I suspect it has to do with the drama. Scots have strong emotions over the battle of Culloden. It's central to their history. There is far more to be upset with the battle of Culloden and what came afterward than with a dynastic feud. There are a number of factors that could have touched her heart.If it were simply that, I don't think they'd consider it remarkable. What they were talking about was some weird melancholic force or something that overcame them while there. As an aside, my mother said she felt that at Culloden (despite having no Scottish link), but contrastingly at the site of the Battle of Bosworth in Leicestershire, in the Wars of the Roses which she's always been fascinated by, she felt nothing. Then years later it was discovered that the traditionally thought site was wrong, and the actual battlefield was some distance away.
Who was she with? Was there a guide who really put the battle in perspective? I worked at a Scottish restaurant and know how Scots can be about their conflicts with the English. This may have influenced your mother. An assumption of mine, of course. I obviously don't know your mother. Maybe the three of us can get on skype. That would be cool.
You're showing a tendency towards mysticism just by seriously considering a spiritual connection to land based on ethnicity. What is more likely is that it's is an emotional attachment to what you associate with the land.Not really, I never said I necessarily believed in it as a paranormal thing. Nor am I religious or care about ghost/demon stories. Just thought it was an interesting topic.
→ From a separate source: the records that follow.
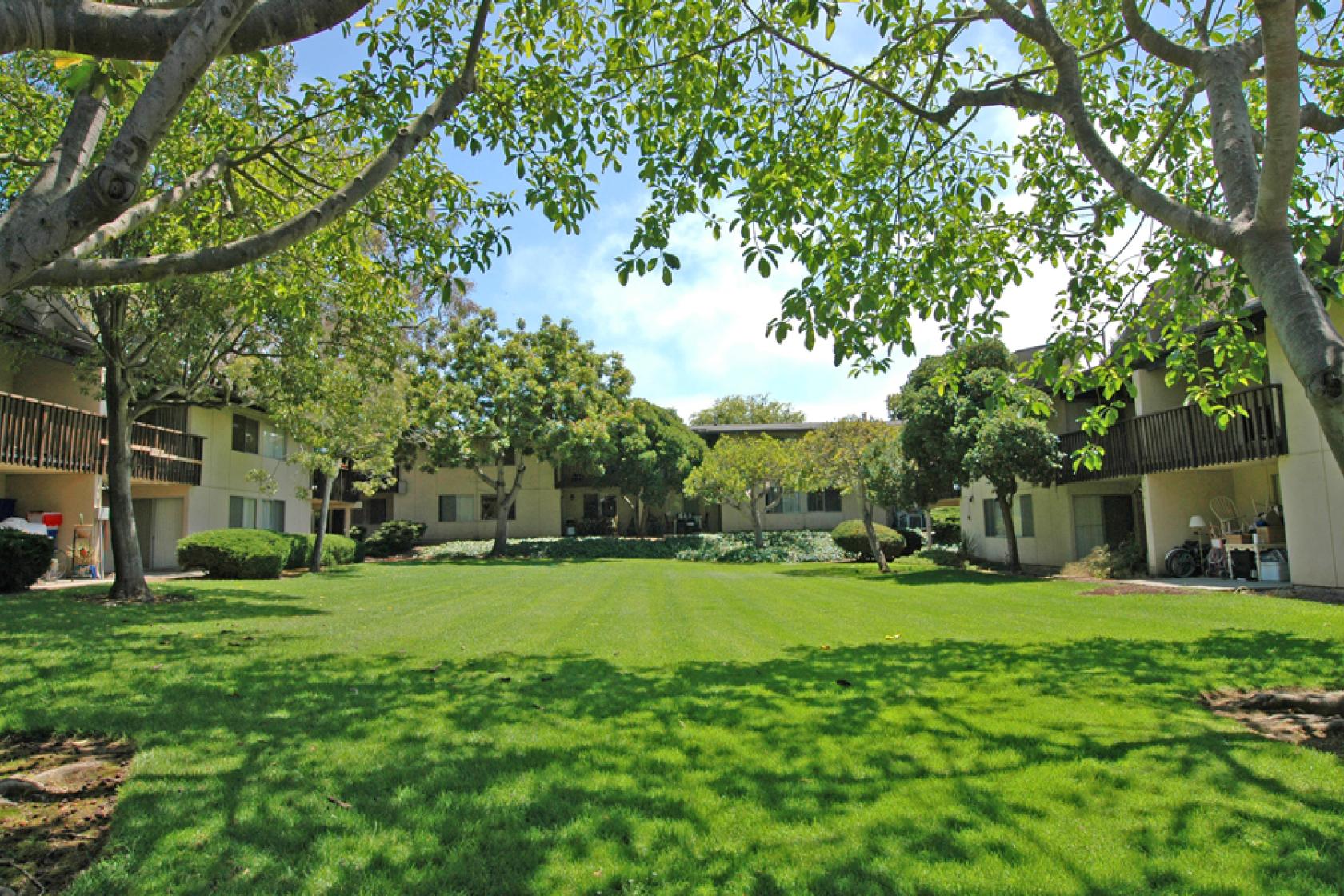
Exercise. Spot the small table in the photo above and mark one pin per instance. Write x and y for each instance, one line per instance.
(1255, 550)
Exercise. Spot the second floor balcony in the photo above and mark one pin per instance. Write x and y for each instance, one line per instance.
(43, 435)
(1186, 438)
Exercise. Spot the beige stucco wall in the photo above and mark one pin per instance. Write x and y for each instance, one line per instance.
(1053, 514)
(538, 502)
(735, 520)
(225, 474)
(1310, 481)
(23, 372)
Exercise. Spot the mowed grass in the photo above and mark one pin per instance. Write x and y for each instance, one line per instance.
(662, 727)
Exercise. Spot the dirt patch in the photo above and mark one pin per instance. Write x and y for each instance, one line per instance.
(1138, 589)
(57, 795)
(1292, 715)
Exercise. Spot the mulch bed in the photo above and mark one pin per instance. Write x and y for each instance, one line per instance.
(57, 795)
(1136, 589)
(1294, 715)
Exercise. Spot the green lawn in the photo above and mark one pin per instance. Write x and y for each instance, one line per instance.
(663, 727)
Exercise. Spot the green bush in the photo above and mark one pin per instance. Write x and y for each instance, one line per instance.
(1105, 562)
(336, 550)
(733, 547)
(23, 558)
(914, 540)
(851, 538)
(235, 554)
(946, 526)
(393, 538)
(945, 555)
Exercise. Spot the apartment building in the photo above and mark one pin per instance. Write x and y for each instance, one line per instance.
(193, 466)
(1166, 464)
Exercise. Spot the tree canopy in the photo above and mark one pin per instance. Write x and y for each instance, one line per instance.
(747, 473)
(490, 398)
(851, 456)
(652, 453)
(966, 417)
(747, 409)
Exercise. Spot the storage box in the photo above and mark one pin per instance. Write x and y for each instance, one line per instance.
(1270, 535)
(1274, 571)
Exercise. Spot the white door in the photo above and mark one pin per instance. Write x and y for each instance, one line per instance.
(1089, 523)
(167, 530)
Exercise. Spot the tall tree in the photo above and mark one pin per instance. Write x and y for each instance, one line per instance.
(346, 409)
(850, 456)
(964, 418)
(749, 473)
(488, 398)
(652, 453)
(747, 409)
(1186, 140)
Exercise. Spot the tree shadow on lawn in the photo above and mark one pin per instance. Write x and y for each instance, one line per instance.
(1079, 766)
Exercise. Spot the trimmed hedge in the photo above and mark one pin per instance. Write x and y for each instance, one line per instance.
(851, 538)
(23, 558)
(393, 538)
(914, 540)
(235, 554)
(731, 547)
(336, 550)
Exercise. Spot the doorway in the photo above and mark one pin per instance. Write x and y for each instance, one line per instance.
(159, 524)
(1102, 518)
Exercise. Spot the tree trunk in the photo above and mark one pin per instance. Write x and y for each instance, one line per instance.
(874, 544)
(130, 583)
(1006, 510)
(757, 526)
(1310, 338)
(500, 520)
(314, 562)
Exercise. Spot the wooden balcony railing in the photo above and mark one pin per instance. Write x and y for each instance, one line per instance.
(53, 437)
(1186, 438)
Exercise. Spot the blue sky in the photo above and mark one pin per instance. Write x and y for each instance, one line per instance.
(703, 336)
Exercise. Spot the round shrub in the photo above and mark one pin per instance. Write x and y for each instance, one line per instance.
(336, 550)
(393, 538)
(235, 554)
(914, 540)
(851, 538)
(23, 558)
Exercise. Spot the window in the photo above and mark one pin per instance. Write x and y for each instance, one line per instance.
(488, 508)
(826, 502)
(270, 514)
(1023, 518)
(454, 508)
(242, 514)
(250, 514)
(375, 510)
(168, 418)
(246, 435)
(273, 443)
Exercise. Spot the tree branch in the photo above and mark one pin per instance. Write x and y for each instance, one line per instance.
(1154, 42)
(242, 251)
(1282, 112)
(142, 213)
(39, 237)
(148, 34)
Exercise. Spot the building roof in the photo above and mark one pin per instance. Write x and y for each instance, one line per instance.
(737, 429)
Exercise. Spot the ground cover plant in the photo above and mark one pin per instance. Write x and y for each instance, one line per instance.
(644, 726)
(727, 547)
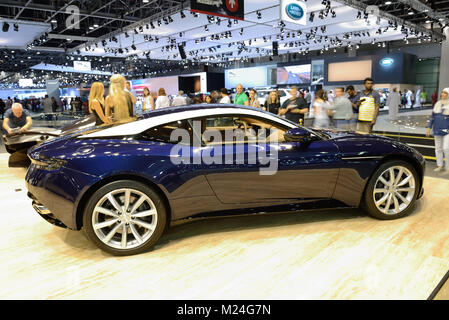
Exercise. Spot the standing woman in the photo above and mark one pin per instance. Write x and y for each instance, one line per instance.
(162, 100)
(253, 101)
(439, 122)
(148, 101)
(118, 103)
(272, 103)
(208, 99)
(96, 103)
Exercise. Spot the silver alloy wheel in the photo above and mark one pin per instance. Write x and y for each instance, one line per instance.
(124, 218)
(394, 190)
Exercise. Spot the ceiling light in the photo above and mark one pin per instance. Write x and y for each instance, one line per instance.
(5, 26)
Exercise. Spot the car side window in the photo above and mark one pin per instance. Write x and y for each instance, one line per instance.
(163, 132)
(214, 130)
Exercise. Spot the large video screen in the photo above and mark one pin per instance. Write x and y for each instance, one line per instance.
(294, 74)
(249, 77)
(359, 70)
(170, 84)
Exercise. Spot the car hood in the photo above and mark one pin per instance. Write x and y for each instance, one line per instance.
(340, 135)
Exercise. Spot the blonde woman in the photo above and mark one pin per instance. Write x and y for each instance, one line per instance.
(119, 103)
(162, 100)
(148, 101)
(253, 101)
(96, 103)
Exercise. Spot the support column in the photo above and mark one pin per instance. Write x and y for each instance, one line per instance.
(444, 62)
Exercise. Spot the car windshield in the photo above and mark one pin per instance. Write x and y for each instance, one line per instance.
(320, 134)
(86, 131)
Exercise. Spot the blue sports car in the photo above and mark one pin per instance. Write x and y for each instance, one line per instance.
(124, 183)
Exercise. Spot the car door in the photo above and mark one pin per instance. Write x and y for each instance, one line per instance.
(302, 171)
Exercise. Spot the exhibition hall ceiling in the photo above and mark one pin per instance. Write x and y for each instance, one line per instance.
(41, 30)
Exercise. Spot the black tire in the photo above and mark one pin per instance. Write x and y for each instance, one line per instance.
(161, 217)
(368, 202)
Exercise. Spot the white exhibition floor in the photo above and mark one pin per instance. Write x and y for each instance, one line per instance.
(333, 254)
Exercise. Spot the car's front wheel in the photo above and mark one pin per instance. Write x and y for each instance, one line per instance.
(124, 217)
(392, 190)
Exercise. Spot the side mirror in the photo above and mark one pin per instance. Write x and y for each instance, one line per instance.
(297, 135)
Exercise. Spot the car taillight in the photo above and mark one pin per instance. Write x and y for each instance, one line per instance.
(48, 163)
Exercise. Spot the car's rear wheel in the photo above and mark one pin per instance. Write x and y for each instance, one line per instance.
(124, 217)
(392, 190)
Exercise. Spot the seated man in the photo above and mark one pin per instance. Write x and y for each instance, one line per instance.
(17, 118)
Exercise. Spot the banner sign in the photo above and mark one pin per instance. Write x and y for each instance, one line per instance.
(231, 9)
(293, 11)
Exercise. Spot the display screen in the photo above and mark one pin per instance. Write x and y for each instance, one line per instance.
(249, 77)
(294, 74)
(349, 71)
(26, 82)
(170, 84)
(82, 65)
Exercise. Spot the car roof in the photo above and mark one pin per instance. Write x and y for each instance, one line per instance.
(171, 114)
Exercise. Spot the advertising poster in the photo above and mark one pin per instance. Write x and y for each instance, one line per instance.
(293, 11)
(294, 74)
(231, 9)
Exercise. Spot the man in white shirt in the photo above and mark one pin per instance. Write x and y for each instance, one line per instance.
(225, 96)
(47, 104)
(179, 100)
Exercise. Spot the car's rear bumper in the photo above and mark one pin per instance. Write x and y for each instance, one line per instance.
(45, 213)
(57, 192)
(421, 193)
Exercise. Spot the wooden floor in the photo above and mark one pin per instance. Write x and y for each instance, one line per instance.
(334, 254)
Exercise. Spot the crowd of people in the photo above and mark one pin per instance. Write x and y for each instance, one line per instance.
(342, 108)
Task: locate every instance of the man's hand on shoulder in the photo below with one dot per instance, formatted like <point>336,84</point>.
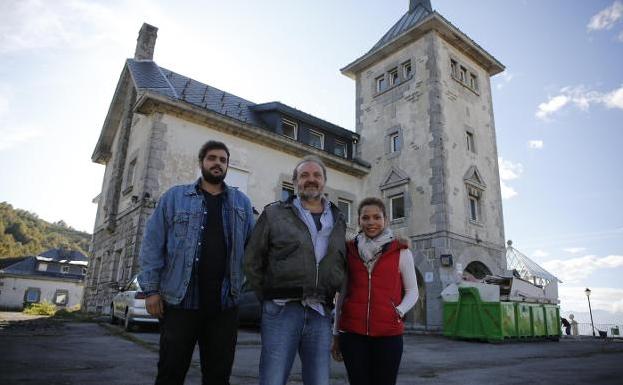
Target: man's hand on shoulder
<point>154,305</point>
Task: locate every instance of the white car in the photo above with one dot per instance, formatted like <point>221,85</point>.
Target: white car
<point>128,306</point>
You can have an Irish-American who has never been to Ireland arrive and say, "I feel a special connection" while she is there but it's because she's associating it with who she is and who she is good, obviously. If she was adopted and told all her life she was German, then that connection wouldn't be there because she doesn't associate it with herself... or maybe she does because she likes the aesthetics. Ireland is a beautiful country after all.